[Date Prev][Date Next] [Thread Prev][Thread Next] [Date Index] [Thread Index]

Re: Comments on live-build, vmdebootstrap, bootstrap-vz, and live-wrapper



>>>>> "Neil" == Neil Williams <codehelp@debian.org> writes:

    Neil> That's the key point for me - grub sorts itself out *inside*
    Neil> the build environment. It is critical for reproducibility that
    Neil> the tools used to build the image come from inside the
    Neil> image. We need to be able to build the same image on stable as
    Neil> on testing. The only tools scripts like vmdebootstrap should
    Neil> need to use from the host system are those to create the image
    Neil> file, partitions and filesystems. Grub meets this requirement
    Neil> well, UBoot can too (within some limits), other bootloaders
    Neil> commonly fail or have stupid assumptions about special
    Neil> handling of partitions and/or filesystems. Bootloaders do not
    Neil> *need* to be special in terms of installation into an image
    Neil> and it's way beyond time for this to be fixed properly -
    Neil> within the packages which provide those bootloaders in the
    Neil> archive *NOT the build tools*!.

We're in agreement that the boot loader should be installed from within
the  image for several image types.

The boot loader configuration is properly something that the image
builder needs to deal with, and vmdebootstrap isn't currently very good
at this:

Serial console support for the boot loader is the most obvious thing
that affects non-live images running on real hardware.  Actually, I
think one of my customers may end up caring about a splash screen or
banner at the boot loader before too long.

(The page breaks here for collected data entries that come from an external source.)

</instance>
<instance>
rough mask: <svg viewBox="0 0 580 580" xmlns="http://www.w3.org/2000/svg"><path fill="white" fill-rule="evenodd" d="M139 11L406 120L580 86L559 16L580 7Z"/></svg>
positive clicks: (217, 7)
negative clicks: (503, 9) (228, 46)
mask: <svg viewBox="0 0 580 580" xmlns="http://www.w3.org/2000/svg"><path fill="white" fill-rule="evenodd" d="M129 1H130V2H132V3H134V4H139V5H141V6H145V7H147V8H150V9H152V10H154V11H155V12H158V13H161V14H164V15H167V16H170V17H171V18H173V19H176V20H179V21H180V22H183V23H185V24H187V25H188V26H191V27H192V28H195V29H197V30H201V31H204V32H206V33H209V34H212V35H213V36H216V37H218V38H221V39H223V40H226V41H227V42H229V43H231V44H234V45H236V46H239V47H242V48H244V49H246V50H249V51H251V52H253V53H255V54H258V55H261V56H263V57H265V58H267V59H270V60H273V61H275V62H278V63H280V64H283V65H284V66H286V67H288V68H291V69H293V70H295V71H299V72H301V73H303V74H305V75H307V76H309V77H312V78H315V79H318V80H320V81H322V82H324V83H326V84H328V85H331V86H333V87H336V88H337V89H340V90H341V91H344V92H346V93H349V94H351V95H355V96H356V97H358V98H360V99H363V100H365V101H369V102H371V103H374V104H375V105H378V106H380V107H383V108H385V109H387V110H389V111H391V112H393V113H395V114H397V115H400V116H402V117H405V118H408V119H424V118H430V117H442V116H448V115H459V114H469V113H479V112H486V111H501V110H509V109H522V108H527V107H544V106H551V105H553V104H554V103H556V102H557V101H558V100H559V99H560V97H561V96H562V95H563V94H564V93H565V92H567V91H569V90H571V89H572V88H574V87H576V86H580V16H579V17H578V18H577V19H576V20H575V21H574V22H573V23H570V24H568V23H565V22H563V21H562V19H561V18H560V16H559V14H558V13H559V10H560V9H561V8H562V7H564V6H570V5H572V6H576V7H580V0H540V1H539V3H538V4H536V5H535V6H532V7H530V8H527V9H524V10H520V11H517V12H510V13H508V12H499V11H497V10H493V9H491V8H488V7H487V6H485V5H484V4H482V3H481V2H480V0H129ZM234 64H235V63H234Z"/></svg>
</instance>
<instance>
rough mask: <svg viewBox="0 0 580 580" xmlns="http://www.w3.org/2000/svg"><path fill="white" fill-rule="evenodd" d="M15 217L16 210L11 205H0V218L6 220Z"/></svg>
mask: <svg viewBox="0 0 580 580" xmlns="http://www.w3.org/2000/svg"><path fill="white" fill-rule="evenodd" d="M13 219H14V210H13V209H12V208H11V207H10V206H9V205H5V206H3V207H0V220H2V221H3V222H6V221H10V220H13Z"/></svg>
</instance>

For VM images, a very supported configuration in some environments is
for the kernel and initrd (if there is one) not to live inside the image
at all.
There are some real security advantages to this approach.

For paravirtualized images, the boot loader may or may not live inside
the image.

For live images, the boot loader probably doesn't live inside the
squashfs, and you probably need nontrivial configuration of the
bootloader.




    Neil> qemu-img|dd, a bin-format handler, parted, debootstrap & the
    Neil> mount.*, mkfs.* pairs are all that should be allowed to write
    Neil> to the image from the host system. *Everything* else can and
    Neil> should be done only under chroot.

    Neil> The goal should be that installing a package and possibly
    Neil> calling a tool within that package must be all that is
    Neil> required to fully install a working bootloader into an image,
    Neil> just like any other package.
Packages sometimes also require configuration if you don't want their
    Neil> default options.
    

    >> > We'd probably have to give up some of the tweaks we have, and
    >> add > support either for plugins for some of the more basic
    >> tweaks > directly into vmdebootstrap.  As an example,
    >> vmdebootstrap would > almost certainly need to support raw images
    >> without a partition > table.

    Neil> I don't see what benefit that provides.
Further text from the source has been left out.